JSON response body from the server.

Raises

KeyError – If primary_key_name is not a column in df.

upsert_records(records, primary_key_name, **json_args)[source]

Creates or updates the specified records.

Parameters
  • records (iterable[dict]) – The records to update, as dictionaries.

  • primary_key_name (str) – The name of the primary key for these records, which must be a key in each record dictionary.

  • **json_args – Arguments to pass to the JSON dumps function, as documented here. Some of these, such as indent, may not work with Tamr.

Returns

JSON response body from the server.

Return type

dict

delete_records(records, primary_key_name)[source]

Deletes the specified records.

Parameters
  • records (iterable[dict]) – The records to delete, as dictionaries.

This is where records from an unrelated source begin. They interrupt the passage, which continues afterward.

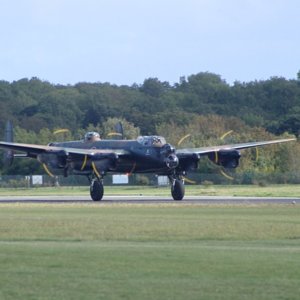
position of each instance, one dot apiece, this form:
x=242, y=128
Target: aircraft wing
x=33, y=150
x=207, y=150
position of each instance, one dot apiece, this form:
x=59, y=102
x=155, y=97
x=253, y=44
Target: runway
x=150, y=199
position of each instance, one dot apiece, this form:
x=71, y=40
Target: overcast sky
x=127, y=41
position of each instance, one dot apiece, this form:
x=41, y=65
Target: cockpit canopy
x=92, y=136
x=154, y=140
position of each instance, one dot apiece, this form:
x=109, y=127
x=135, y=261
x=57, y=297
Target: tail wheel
x=97, y=190
x=177, y=189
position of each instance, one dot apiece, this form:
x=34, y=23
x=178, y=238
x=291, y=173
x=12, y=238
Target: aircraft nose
x=172, y=161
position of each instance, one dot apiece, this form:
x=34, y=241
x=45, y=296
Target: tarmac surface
x=150, y=199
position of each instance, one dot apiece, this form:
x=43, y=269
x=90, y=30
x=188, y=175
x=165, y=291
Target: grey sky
x=126, y=41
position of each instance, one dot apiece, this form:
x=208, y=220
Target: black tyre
x=178, y=190
x=96, y=190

  • primary_key_name (str) – The name of the primary key for these records, which must be a key in each record dictionary.

Returns

JSON response body from the server.

Return type

dict

delete_records_by_id(record_ids)[source]

Deletes the specified records.

Parameters

record_ids (iterable) – The IDs of the records to delete.

Returns

JSON response body from the server.

Return type

dict

delete_all_records()[source]

Removes all records from the dataset.

Returns

HTTP response from the server

Return type

requests.Response

refresh(**options)[source]

Brings dataset up-to-date if needed, taking whatever actions are required.

Parameters

**options – Options passed to underlying Operation . See apply_options() .

Returns

The refresh operation.

Return type

Operation

profile()[source]

Returns profile information for a dataset.

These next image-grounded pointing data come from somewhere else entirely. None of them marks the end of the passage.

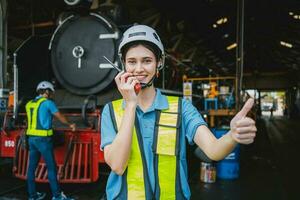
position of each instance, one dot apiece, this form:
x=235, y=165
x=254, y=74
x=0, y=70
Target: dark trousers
x=41, y=146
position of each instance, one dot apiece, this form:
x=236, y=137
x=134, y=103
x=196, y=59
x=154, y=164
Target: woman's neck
x=146, y=98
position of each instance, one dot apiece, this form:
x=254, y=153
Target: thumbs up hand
x=242, y=128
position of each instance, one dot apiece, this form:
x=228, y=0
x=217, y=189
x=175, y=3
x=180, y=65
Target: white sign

If profile information has not been generated, call create_profile() first. If the returned profile information is out-of-date, you can call refresh() on the returned object to bring it up-to-date.

Returns

Dataset Profile information.

Return type

DatasetProfile

create_profile(**options)[source]

Create a profile for this dataset.

If a profile already exists, the existing profile will be brought up to date.

Parameters

**options – Options passed to underlying Operation . See apply_options() .

Returns

The operation to create the profile.

Return type

Operation

records()[source]

Stream this dataset’s records as Python dictionaries.

Returns

Stream of records.

Return type

Python generator yielding dict

status()[source]

Retrieve this dataset’s streamability status.

Returns

Dataset streamability status.

Return type

DatasetStatus

usage()[source]

Retrieve this dataset’s usage by recipes and downstream datasets.

Returns

The dataset’s usage.

Return type

DatasetUsage

from_geo_features(features, geo_attr=None)[source]

Upsert this dataset from a geospatial FeatureCollection or iterable of Features.

features can be:

  • An object that implements __geo_interface__ as a FeatureCollection (see https://gist.github.com/sgillies/2217756)

  • An iterable of features, where each element is a feature dictionary or an object that implements the __geo_interface__ as a Feature

  • A map where the “features” key contains an iterable of features

See: geopandas.GeoDataFrame.from_features()

If geo_attr is provided, then the named Tamr attribute will be used for the geometry. If geo_attr is not provided, then the first attribute on the dataset with geometry type will be used for the geometry.

Parameters
  • features – geospatial features

  • geo_attr (str) – (optional) name of the Tamr attribute to use for the feature’s geometry

upstream_datasets()[source]

The Dataset’s upstream datasets.

API returns the URIs of the upstream datasets, resulting in a list of DatasetURIs, not actual Datasets.

Returns

A list of the Dataset’s upstream datasets.

Return type

list[DatasetURI]

spec()[source]

Returns this dataset’s spec.

Returns

The spec of this dataset.

Return type

DatasetSpec

delete(cascade=False)[source]

Deletes this dataset, optionally deleting all derived datasets as well.

Parameters

cascade (bool) – Whether to delete all datasets derived from this one. Optional, default is False. Do not use this option unless you are certain you need it as it can have unindended consequences.

Returns

HTTP response from the server

Return type

requests.Response

itergeofeatures(geo_attr=None)[source]

Returns an iterator that yields feature dictionaries that comply with __geo_interface__

See https://gist.github.com/sgillies/2217756

Parameters

geo_attr (str) – (optional) name of the Tamr attribute to use for the feature’s geometry

Returns

stream of features

Return type

Python generator yielding dict[str, object]

property relative_id
Type

str

property resource_id
Type

str

Dataset Spec

class tamr_unify_client.dataset.resource.DatasetSpec(client, data, api_path)[source]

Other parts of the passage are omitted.